One of my goals this Lent is to give my children a preschool understanding of why they would choose to make sacrifices. This will be a process, not something they learn overnight, and I'm not certain yet how they will respond. :-) We will be doing some things as a family which they won't be able to choose/reject (i.e. no desserts or candy on weekdays) but beyond that I want to encourage them to learn that hardships are part of being a Christian and we choose sometimes to take the difficult path out of love of God rather than always following the easy road. Of course a preschooler isn't in the position to think of more than a couple sacrifices nor to necessarily continue the same sacrifice for more than a day or two at a time. So here is my brainstorm list for my children to choose from when they choose a sacrifice for a day:
  • not playing with reusable stickers
  • make a card for a friend/family member
  • share your favorite doll with your sister/friend
  • say an extra prayer after lunch
  • not use favorite (Hello Kitty) plate/bowl (when it's your turn)
  • make a (Perler) bead project for a friend/neighbor
  • vacuum/sweep/dust for an extra 5 minutes
  • water houseplants
  • help fold laundry (kitchen washcloths)
  • let Sister choose her bed for naptime first (when it's your turn)
  • tell your sister/mom/dad/grandma/nanna/aunt/uncle 5 things you like about her/him
  • watch The Gospel of John (or a portion of it)

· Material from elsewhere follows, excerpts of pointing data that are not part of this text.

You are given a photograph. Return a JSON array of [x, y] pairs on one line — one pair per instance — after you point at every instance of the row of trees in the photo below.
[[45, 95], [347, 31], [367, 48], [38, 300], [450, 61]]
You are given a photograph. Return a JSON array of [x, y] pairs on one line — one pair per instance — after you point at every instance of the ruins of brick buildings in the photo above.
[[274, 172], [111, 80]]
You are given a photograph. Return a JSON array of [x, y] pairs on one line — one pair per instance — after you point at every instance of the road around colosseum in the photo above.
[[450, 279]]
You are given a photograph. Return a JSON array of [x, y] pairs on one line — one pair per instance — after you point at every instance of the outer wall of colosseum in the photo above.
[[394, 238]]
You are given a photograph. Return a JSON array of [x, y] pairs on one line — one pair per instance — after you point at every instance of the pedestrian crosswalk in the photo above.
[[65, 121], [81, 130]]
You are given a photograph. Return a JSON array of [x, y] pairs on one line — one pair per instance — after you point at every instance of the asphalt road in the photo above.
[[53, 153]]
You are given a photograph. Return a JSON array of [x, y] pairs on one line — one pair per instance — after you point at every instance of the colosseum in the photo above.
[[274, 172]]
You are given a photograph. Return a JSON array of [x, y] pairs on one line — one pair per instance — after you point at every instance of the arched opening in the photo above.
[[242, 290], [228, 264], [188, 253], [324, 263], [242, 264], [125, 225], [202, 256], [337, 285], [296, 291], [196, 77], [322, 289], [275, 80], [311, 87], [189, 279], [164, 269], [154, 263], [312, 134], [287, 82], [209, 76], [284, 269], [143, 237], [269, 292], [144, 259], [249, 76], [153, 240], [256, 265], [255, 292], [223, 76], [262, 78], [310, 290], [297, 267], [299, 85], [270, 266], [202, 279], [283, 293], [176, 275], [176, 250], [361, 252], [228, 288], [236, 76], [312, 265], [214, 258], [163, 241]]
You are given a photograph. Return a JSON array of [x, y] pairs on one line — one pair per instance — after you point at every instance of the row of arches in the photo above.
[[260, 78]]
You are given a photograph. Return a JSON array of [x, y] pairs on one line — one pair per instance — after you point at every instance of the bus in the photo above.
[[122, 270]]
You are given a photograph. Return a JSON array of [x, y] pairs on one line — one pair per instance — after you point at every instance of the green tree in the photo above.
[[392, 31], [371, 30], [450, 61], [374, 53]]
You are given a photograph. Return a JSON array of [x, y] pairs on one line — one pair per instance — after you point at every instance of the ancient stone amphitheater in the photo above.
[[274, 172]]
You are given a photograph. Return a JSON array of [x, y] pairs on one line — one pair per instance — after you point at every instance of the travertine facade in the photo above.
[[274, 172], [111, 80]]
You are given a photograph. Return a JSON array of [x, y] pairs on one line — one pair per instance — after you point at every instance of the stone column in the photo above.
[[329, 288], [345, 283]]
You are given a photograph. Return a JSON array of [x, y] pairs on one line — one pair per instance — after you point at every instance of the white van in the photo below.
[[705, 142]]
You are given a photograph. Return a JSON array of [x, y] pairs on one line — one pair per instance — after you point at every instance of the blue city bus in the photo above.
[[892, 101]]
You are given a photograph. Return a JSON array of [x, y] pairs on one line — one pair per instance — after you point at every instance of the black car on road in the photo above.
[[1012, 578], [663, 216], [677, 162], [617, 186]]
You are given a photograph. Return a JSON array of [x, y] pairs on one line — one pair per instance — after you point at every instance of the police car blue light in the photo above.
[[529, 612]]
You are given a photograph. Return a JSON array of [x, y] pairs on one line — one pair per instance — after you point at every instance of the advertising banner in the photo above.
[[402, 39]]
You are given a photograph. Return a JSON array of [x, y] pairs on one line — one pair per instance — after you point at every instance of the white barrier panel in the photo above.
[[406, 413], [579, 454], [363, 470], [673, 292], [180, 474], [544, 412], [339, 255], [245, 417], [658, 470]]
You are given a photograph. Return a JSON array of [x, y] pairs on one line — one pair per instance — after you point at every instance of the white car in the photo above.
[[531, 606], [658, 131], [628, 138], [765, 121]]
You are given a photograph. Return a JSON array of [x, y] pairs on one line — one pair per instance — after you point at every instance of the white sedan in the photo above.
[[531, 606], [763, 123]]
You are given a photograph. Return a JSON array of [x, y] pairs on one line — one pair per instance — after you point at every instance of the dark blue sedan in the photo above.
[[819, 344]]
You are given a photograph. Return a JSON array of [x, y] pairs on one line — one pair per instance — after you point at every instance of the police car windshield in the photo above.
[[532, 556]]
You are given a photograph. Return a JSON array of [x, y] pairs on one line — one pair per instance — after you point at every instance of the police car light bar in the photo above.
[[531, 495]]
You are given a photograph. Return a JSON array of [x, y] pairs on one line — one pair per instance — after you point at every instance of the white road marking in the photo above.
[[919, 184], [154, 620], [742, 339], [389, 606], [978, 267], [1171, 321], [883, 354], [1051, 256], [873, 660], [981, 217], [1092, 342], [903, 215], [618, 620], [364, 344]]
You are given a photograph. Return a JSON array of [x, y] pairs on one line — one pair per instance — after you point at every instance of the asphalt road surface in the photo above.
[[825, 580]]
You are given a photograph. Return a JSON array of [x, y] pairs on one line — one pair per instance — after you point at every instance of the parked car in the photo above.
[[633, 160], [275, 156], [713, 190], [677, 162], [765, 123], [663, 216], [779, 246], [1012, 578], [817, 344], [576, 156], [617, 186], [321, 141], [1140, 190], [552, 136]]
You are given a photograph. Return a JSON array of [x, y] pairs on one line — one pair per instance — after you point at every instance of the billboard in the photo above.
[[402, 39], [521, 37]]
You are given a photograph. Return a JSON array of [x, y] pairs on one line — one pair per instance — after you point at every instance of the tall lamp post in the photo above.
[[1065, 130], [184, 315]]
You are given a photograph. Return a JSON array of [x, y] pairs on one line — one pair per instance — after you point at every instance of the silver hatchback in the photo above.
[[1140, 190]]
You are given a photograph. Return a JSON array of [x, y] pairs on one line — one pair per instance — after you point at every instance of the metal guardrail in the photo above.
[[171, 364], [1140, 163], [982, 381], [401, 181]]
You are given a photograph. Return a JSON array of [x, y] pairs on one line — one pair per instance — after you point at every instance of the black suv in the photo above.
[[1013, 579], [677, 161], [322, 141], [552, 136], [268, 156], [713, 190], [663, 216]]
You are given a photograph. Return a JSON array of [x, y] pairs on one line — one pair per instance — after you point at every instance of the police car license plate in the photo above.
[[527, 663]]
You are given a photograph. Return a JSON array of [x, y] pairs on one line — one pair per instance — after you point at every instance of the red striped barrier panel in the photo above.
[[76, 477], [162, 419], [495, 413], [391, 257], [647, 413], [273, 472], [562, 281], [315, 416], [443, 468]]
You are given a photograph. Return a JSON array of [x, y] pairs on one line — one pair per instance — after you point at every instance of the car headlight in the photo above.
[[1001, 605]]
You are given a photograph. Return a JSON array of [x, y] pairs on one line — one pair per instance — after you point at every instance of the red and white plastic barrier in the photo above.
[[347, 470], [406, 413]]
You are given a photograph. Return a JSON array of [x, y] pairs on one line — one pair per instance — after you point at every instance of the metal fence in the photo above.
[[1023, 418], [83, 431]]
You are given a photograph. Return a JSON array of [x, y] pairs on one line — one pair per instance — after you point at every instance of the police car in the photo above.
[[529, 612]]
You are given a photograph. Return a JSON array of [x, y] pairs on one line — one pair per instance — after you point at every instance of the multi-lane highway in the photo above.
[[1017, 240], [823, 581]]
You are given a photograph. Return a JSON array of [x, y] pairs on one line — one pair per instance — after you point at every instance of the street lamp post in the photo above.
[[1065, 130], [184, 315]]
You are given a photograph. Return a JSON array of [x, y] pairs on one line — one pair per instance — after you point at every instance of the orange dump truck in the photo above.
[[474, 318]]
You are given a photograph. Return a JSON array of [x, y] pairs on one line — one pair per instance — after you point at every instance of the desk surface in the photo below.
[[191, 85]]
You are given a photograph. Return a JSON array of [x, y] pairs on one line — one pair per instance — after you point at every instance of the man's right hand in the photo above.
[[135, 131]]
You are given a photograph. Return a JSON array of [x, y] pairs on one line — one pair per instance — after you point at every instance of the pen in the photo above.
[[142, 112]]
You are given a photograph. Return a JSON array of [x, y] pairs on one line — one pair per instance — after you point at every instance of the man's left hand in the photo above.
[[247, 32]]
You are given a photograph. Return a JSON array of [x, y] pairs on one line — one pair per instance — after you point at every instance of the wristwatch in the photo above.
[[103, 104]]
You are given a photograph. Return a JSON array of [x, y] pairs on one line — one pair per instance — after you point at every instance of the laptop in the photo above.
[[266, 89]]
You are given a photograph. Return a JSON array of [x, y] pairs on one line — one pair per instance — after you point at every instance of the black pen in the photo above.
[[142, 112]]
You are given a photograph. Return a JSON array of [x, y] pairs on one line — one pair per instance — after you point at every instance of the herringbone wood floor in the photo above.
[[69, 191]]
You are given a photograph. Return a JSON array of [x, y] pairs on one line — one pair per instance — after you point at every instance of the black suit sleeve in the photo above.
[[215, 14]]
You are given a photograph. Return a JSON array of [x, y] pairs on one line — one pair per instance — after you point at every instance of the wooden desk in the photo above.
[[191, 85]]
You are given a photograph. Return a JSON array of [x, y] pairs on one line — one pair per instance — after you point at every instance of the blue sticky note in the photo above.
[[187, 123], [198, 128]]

  • make a stained glass cross for our front window
  • paint a rock to decorate our garden
  • visit a retired couple for a simple lunch
  • help polish the silverware for our family Seder
  • give someone in your family an extra special hug and kiss
  • say an extra prayer for someone who especially needs it (someone who we know is sick/grieving/worried/or who serves us in a special way: soldier/firefighter/EMT/pastor/teacher)
  • visit our local children's butterfly garden and talk about new life and metamorphosis and Christ's resurrection
  • let Sister choose both books for Mom to read at storytime
One thing to notice about this list is that is NOT a list of ways for me to torture my children. About half the activities here are things my daughters actually LIKE doing. I want this experience to be enjoyable and I want them to learn that sacrifice is not just about doing something you don't want to do. I believe that sacrifice in itself has purpose (e.g. growing in a particular virtue) but that doesn't mean we should seek it out by itself without consideration for which virtue we need to grow in and therefore which sacrifice might help us grow in that virtue.

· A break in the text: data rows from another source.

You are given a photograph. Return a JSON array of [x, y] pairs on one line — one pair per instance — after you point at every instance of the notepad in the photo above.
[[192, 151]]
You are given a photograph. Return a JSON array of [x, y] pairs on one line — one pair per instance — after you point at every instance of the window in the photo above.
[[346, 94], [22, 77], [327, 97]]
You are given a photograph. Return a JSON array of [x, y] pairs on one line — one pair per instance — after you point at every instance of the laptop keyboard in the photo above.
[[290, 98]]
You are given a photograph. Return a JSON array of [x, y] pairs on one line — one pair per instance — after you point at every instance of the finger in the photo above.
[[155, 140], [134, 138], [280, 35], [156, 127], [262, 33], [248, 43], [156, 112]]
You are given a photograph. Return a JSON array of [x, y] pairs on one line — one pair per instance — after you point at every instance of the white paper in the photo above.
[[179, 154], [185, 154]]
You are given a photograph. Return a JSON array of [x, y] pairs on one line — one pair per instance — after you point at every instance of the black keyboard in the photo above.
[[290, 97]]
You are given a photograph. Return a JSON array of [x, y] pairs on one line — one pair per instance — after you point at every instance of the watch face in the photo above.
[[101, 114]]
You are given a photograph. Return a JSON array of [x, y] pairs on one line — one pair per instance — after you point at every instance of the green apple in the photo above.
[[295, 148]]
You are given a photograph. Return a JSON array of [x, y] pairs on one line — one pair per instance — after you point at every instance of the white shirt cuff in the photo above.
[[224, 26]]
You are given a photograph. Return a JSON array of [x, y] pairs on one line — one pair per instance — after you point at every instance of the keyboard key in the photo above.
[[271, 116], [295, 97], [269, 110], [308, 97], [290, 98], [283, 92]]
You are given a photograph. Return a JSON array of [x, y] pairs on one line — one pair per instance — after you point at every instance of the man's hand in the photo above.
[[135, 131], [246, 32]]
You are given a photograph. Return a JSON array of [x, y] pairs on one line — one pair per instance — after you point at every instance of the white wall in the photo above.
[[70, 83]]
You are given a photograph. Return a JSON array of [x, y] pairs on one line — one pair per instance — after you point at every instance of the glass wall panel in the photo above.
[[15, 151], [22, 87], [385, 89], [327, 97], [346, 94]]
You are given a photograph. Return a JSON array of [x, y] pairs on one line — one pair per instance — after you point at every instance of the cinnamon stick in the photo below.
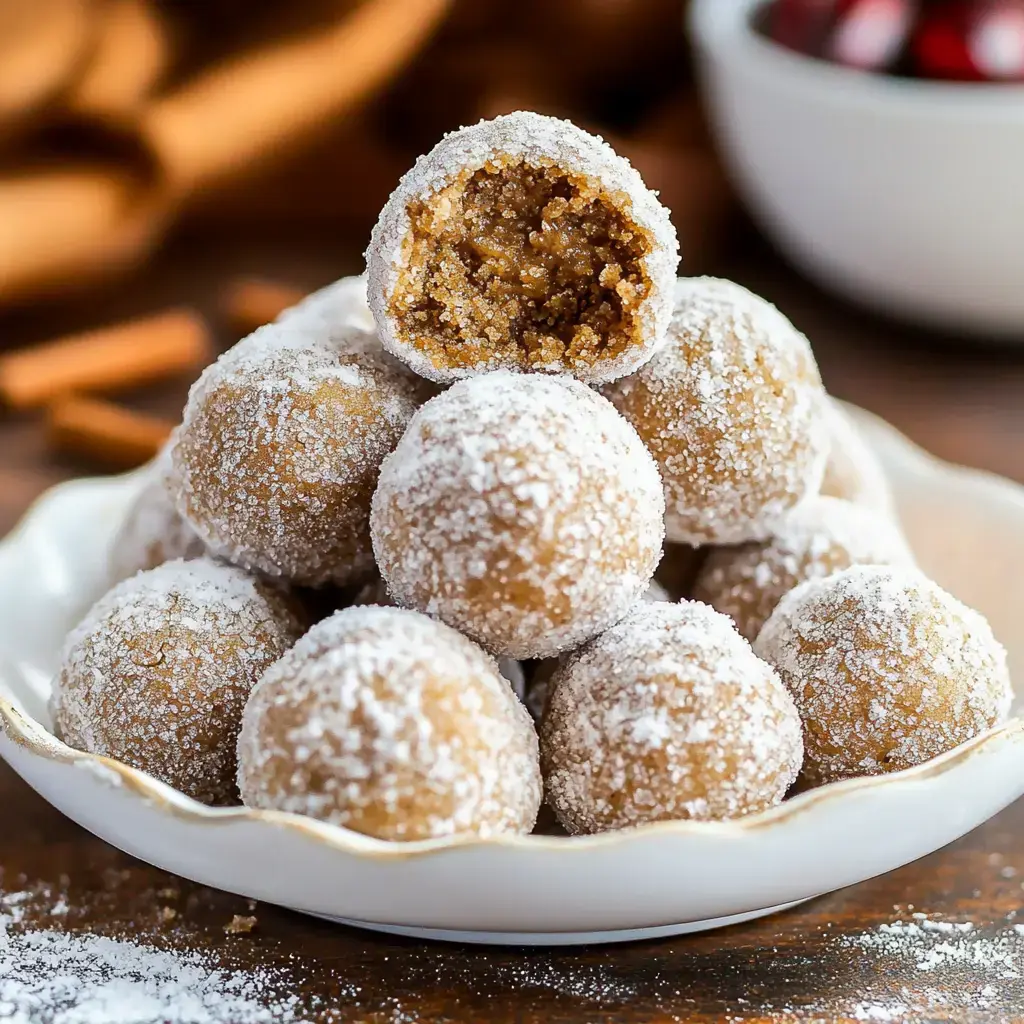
[[250, 302], [111, 358], [130, 54], [104, 432]]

Linked with Works for Me Wednesday


  1. I like your list of age-appropriate ideas! My son was 5 when I fasted from buying things made or grown outside North America, and he was very interested in learning about where else things may come from and which things we could not buy until Easter. The same year, he decided for himself to fast from hearing the Sesame Street records his dad has had since childhood, which we had been playing regularly. It was amazing watching him wrestle with temptation but decide to stick to it for 6 weeks! When I told my cousin, she said that her son at about that age decided to fast from playing with his blocks, but after a week he changed to fasting from just the red and yellow ones. :-)

    1. Isn't it amazing what our children can do while still so young when we truly give them the opportunity?